The Underrated Problems with School (Word Count & Accelerated Reader)

School is a place where students receive an education that prepares them for life, and they receive a lot of experiences, hopefully positive, that they’ll carry with them for the rest of their life. This does not mean school is perfect. Sometimes it could be said that this “imperfection” could actually prepare students for life even more. With the common problems like the backwards times that school starts (younger students vs. older students), online schooling, transportation complications, etc. there are some that I think are pretty underrated. The two I will be discussing is word count and Accelerated Reader.

Pretty much everyone who has attended school has, at some point, written an essay or an open-ended response. Those, depending on your attributes in school, may or may not be fun. Sometimes they appear to be quite simple, and other times they don’t. I think one of the major reasons for this is due to word count. Word count is typically the minimum amount of words that one has to write or type in order for the writing prompt to even pass to be graded.

In some instances word count is basically used as a means to prevent students from giving poorly constructed, and oftentimes vague, or uninterpretable responses. However, many essays that I’ve taken actually took a counterproductive initiative. Some word counts are unnecessarily large. Sometimes, people can make their point clear enough in just a couple paragraphs. Sometimes, it may take them several pages to make their point clear. Having word counts simply alters the way students make written responses to express information.

As an example: In 20 words, explain what a carpet is. You could very simply do that. You could say something along the lines of, “A carpet is a flat piece of material, which has a variety of textures, placed on the ground so people can walk on it.” That was 24 words. Now if the writing prompt told you to have a minimum of 200 words, then you’d be in a pickle.

Accelerated Reader is supposed to be an online education program/teaching tool used in schools, that helps students to expand their vocabulary and their reading comprehension. It is popularly used in middle school/junior high. This program operates by using books that are already designated and cataloged in it’s system. Typically, there are reading levels which are shown by different colored stickers that are placed on the spines of books that are A.R books, and you read books based on your reading level (represented similarly as grade levels).

Accelerated Reader primarily operates based on a point system. It’s not complicated, but I’ll explain anyway. Every A.R book has a certain number of points. The larger and “more difficult” the book is to read, the more points it is worth. A student goes to the school library and picks out the book they want to read. After reading said book, they log into the website and take a test on that book. Based on how well they scored on the test, they will get a certain number of points, but never more points than the book was already worth. In addition to this, every nine week marking period, the student is given a point goal. It is recommended by the school/teachers that the student reach this goal.

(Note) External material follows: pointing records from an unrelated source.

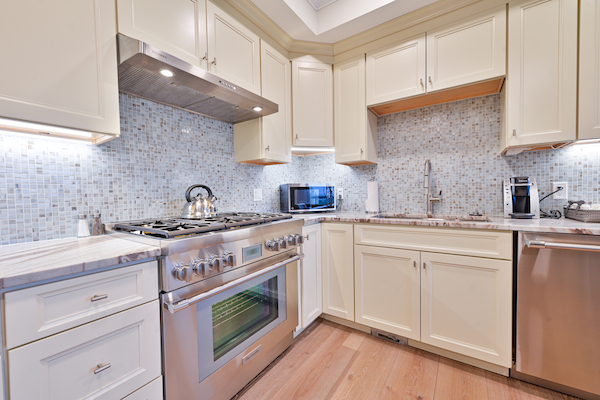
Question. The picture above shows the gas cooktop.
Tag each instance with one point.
(177, 227)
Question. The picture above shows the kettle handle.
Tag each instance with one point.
(189, 191)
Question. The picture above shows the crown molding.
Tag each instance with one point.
(313, 48)
(259, 18)
(398, 24)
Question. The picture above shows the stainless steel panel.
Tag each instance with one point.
(558, 311)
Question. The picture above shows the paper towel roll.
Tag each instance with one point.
(372, 203)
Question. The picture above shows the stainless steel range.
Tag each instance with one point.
(229, 297)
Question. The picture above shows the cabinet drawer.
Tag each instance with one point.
(469, 242)
(68, 365)
(40, 311)
(152, 391)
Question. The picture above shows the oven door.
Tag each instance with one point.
(220, 333)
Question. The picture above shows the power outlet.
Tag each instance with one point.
(563, 194)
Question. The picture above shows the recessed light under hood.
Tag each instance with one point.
(190, 88)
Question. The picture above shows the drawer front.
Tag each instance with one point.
(152, 391)
(41, 311)
(73, 364)
(468, 242)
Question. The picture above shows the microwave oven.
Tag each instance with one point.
(307, 197)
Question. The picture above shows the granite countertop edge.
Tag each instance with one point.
(33, 262)
(562, 225)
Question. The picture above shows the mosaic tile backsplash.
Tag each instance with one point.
(144, 173)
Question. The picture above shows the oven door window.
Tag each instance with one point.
(312, 198)
(230, 322)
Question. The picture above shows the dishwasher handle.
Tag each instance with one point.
(540, 244)
(180, 305)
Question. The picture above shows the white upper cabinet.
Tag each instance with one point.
(471, 50)
(355, 126)
(60, 63)
(233, 50)
(312, 91)
(589, 70)
(396, 72)
(542, 72)
(268, 140)
(177, 27)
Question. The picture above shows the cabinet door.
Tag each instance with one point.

There are problems with this though. Firstly, your A.R point goals actually affect the student’s grades in their E.L.A course. So if the student does not get an adequate amount of points for their goal, their E.L.A course grade goes down. Another issue with this is that the amount of points the student was lacking (in order to reach their point goal) had to be made up in their next nine weeks marking period goal. For example: Tom has an A.R point goal of 50 points for the first nine weeks. Tom only gets 40 points out of 50, so Tom has to make up those 10 points added towards the next, already established point goal for the second nine weeks, which, for the most part, is the same and only changes based on your reading level. So if Tom had a point goal of 50 for the first nine weeks, his next goal would be 60, since he has to make up what he didn’t get for the last nine weeks.

This system is obviously flawed as it makes no effort in actually aiding the student in achieving any success in reading books. It actually makes the next goal harder to achieve instead of easier. Plus, not every book in the school library is an A.R book. This has the potential effect of leaving some students feeling “left out” because their genre or reading level of books is not even registered in the system, making students read books that they’re uncomfortable with reading. What’s even worse is that this system actually discourages students to read, since they’re forced to read, not what they want to read, and what they are passionate to read about, but what the school thinks they “should” read. See the problem?

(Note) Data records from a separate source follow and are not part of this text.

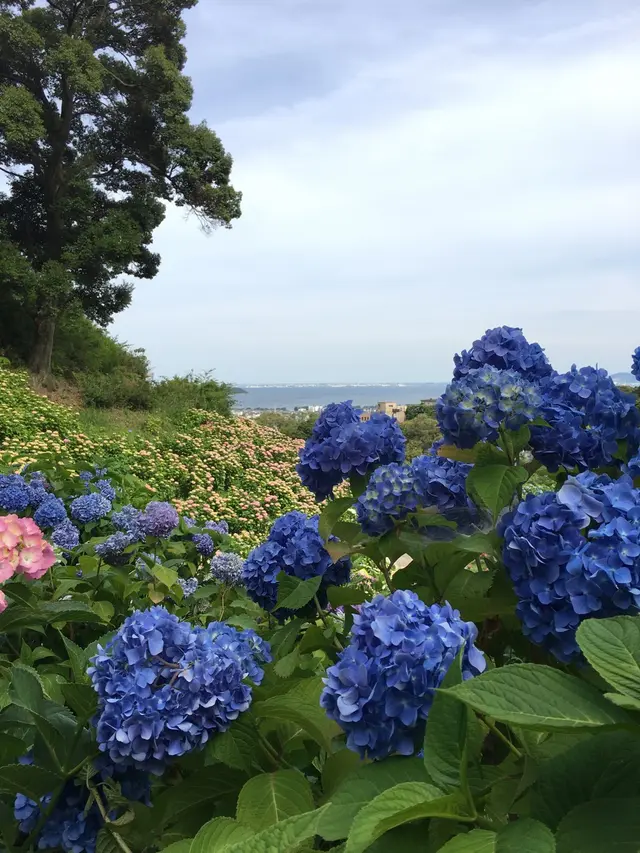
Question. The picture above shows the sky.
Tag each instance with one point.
(413, 172)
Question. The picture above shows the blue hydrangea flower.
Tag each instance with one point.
(66, 536)
(15, 495)
(573, 555)
(382, 686)
(112, 549)
(50, 513)
(128, 521)
(342, 447)
(164, 687)
(505, 348)
(293, 546)
(587, 415)
(476, 406)
(226, 567)
(159, 519)
(188, 585)
(89, 508)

It appears as if the school fails to address the uniqueness of every student, and sure the argument can be made that a school board cannot individually create specialized education for every single student ranging from the hundreds to the thousands, but this does not mean they cannot have a more, varied, and “adaptable” educational approach. Every student thinks, learns and responds different. Trying to force them to adapt to the school’s very narrow box is futile and counterproductive. It just does not work in the long run, it does not achieve the effect of wanting students to learn, it absolutely kills their desire to do so.